Троцкий был уверен, что вывезти архив ему не позволят, однако прибывшие за ним чекисты никаких указаний насчет бумаг не имели и поэтому не препятствовали.
В книге Ю. Фельштинского и Г. Чернявского «Лев Троцкий. Оппозиционер» описан драматичный отъезд Троцкого с близкими в эмиграцию: «На рассвете 22 января Троцкий, его супруга и сын Лев были усажены в конвоируемый автобус, который отправился по накатанной снежной дороге по направлению к Курдайскому перевалу. Через сам перевал удалось проехать с огромным трудом. Бушевали снежные заносы, мощный трактор, который взял автобус и несколько попутных автомобилей на буксир, сам застрял в снегу. Несколько человек сопровождения скончалось от переохлаждения. Семью Троцкого перегрузили в сани. Расстояние в 30 километров было преодолено более чем за семь часов. За перевалом состоялась новая пересадка в автомобиль, который благополучно довез всех троих до Фрунзе, где они были погружены в железнодорожный состав. В Актюбинске Троцкий получил правительственную телеграмму (это была последняя правительственная телеграмма, которая оказалась в его руках), сообщавшую, что местом его назначения является город Константинополь в Турции».
Гражданства Троцкого и его семью не лишили.
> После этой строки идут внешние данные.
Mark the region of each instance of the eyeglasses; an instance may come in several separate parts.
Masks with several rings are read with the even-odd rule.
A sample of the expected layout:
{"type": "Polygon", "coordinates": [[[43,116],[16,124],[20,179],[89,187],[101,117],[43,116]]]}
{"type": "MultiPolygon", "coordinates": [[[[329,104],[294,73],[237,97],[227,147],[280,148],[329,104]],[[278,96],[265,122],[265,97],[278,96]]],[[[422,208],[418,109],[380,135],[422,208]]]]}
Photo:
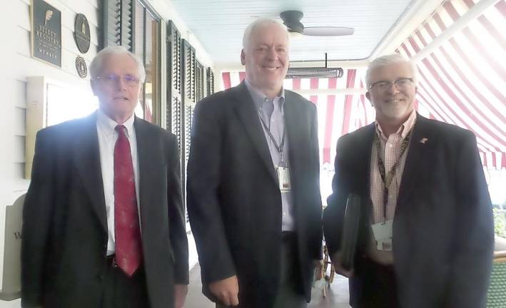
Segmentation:
{"type": "Polygon", "coordinates": [[[123,79],[127,86],[133,87],[138,85],[138,78],[133,75],[125,75],[121,77],[116,74],[109,74],[103,76],[97,76],[96,78],[108,86],[116,85],[120,79],[123,79]]]}
{"type": "Polygon", "coordinates": [[[413,78],[399,78],[395,81],[378,81],[369,86],[369,91],[370,91],[373,88],[376,88],[379,91],[386,90],[390,88],[393,84],[395,85],[395,87],[397,87],[397,88],[406,88],[410,86],[413,82],[413,78]]]}

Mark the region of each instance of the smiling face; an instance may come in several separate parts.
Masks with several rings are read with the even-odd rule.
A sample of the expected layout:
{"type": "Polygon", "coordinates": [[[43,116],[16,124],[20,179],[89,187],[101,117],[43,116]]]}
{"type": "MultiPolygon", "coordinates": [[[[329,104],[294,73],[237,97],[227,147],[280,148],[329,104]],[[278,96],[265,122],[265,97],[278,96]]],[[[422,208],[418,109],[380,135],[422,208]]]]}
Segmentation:
{"type": "Polygon", "coordinates": [[[125,76],[138,78],[138,67],[128,54],[110,54],[102,62],[99,78],[91,81],[93,94],[98,98],[100,108],[118,123],[133,114],[141,91],[140,82],[128,84],[125,76]],[[118,80],[108,77],[115,75],[118,80]]]}
{"type": "MultiPolygon", "coordinates": [[[[379,81],[395,81],[413,78],[413,72],[408,62],[396,62],[379,66],[370,74],[370,84],[379,81]]],[[[385,88],[373,86],[365,96],[376,109],[376,118],[398,122],[408,118],[413,110],[416,86],[413,82],[390,84],[385,88]]]]}
{"type": "Polygon", "coordinates": [[[241,53],[246,78],[267,96],[279,95],[288,69],[289,42],[286,30],[275,23],[257,26],[241,53]]]}

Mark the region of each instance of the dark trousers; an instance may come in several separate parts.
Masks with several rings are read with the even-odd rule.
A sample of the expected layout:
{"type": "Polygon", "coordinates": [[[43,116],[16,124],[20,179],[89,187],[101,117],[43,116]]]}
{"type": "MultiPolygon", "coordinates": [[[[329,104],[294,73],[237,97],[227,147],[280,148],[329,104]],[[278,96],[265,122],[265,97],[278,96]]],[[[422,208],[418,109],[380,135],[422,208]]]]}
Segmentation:
{"type": "Polygon", "coordinates": [[[399,308],[393,266],[364,258],[350,280],[350,304],[353,308],[399,308]]]}
{"type": "MultiPolygon", "coordinates": [[[[308,304],[304,296],[299,264],[297,235],[295,232],[283,232],[279,269],[280,284],[274,306],[251,307],[248,303],[239,303],[238,308],[305,308],[308,304]]],[[[216,304],[216,308],[225,307],[227,306],[216,304]]]]}
{"type": "Polygon", "coordinates": [[[129,277],[111,259],[103,277],[101,308],[149,308],[144,267],[129,277]]]}

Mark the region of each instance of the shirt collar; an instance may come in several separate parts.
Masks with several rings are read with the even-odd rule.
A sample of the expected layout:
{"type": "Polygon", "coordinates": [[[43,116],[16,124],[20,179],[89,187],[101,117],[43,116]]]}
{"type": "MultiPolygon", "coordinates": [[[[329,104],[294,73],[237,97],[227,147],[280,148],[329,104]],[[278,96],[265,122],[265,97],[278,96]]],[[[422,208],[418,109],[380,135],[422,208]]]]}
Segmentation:
{"type": "MultiPolygon", "coordinates": [[[[126,136],[131,135],[133,129],[133,120],[135,115],[132,115],[122,125],[126,128],[126,136]]],[[[98,108],[96,113],[96,123],[98,127],[107,135],[108,137],[116,135],[116,127],[118,123],[106,115],[103,111],[98,108]]]]}
{"type": "MultiPolygon", "coordinates": [[[[415,125],[415,122],[416,122],[416,111],[415,109],[413,109],[411,111],[410,116],[408,118],[408,120],[406,120],[403,123],[403,125],[400,125],[400,127],[399,128],[398,130],[397,130],[395,133],[400,134],[400,136],[403,138],[406,138],[406,135],[408,135],[408,133],[410,131],[411,131],[413,126],[415,125]]],[[[383,140],[388,140],[388,138],[383,133],[383,131],[381,129],[381,125],[380,125],[380,123],[378,123],[378,121],[375,122],[375,125],[376,125],[376,133],[378,134],[378,135],[379,137],[382,138],[383,140]]]]}
{"type": "Polygon", "coordinates": [[[267,97],[267,96],[263,93],[263,92],[255,88],[248,81],[248,79],[244,79],[244,83],[246,85],[246,88],[248,88],[248,91],[250,92],[250,94],[251,95],[251,98],[253,98],[257,109],[260,109],[262,106],[262,103],[263,103],[266,100],[273,101],[274,102],[279,101],[280,109],[283,109],[283,106],[285,104],[285,88],[283,87],[281,87],[280,95],[279,96],[275,97],[273,100],[270,100],[269,99],[269,98],[267,97]]]}

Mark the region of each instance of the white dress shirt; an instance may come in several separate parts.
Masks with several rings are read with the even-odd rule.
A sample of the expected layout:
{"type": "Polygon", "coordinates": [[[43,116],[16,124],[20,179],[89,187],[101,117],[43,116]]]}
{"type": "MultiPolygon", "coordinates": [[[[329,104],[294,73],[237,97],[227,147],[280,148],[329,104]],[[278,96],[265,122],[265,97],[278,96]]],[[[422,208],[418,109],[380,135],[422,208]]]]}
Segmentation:
{"type": "MultiPolygon", "coordinates": [[[[138,198],[138,160],[137,158],[137,139],[136,130],[133,127],[134,115],[132,115],[123,123],[126,128],[126,137],[130,143],[130,151],[132,154],[133,164],[133,176],[136,181],[136,196],[137,197],[137,209],[141,218],[138,198]]],[[[100,109],[97,111],[96,131],[98,135],[98,148],[100,150],[100,167],[102,171],[102,182],[103,184],[103,196],[106,200],[107,212],[107,230],[108,240],[107,241],[107,255],[114,254],[116,251],[114,242],[114,145],[118,139],[118,132],[115,128],[118,125],[113,120],[106,115],[100,109]]]]}

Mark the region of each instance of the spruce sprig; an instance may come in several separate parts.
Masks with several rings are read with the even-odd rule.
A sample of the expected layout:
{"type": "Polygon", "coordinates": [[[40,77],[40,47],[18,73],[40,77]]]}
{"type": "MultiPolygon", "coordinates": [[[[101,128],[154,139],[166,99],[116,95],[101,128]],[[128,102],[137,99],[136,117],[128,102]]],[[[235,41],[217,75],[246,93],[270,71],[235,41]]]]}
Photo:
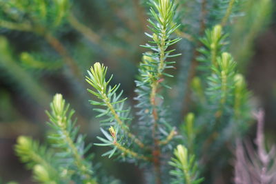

На первые расходы в Турции им было выдано полторы тысячи долларов.
31 января 1929 года состоялось совместное заседание Политбюро и Президиума Центральной контрольной комиссии, на котором Н. И. Бухарин, А. И. Рыков и М. П. Томский были официально обвинены во фракционной деятельности. В ответ они сделали заявление, направленное против Сталина. Тот немедленно обрушился на фракционистов: «Это группа правых уклонистов, платформа которой предусматривает замедление темпов индустриализации, свертывание коллективизации и свободу частной торговли. Члены этой группы наивно верят в спасительную роль кулака. Беда их в том, что они не понимают механизма классовой борьбы и не видят, что на самом деле кулак – это заклятый враг Советской власти». Далее Сталин припомнил, что еще до революции Ленин называл Бухарина «дьявольски неустойчивым» – и теперь тот оправдывает такое мнение, начав тайные переговоры с троцкистами.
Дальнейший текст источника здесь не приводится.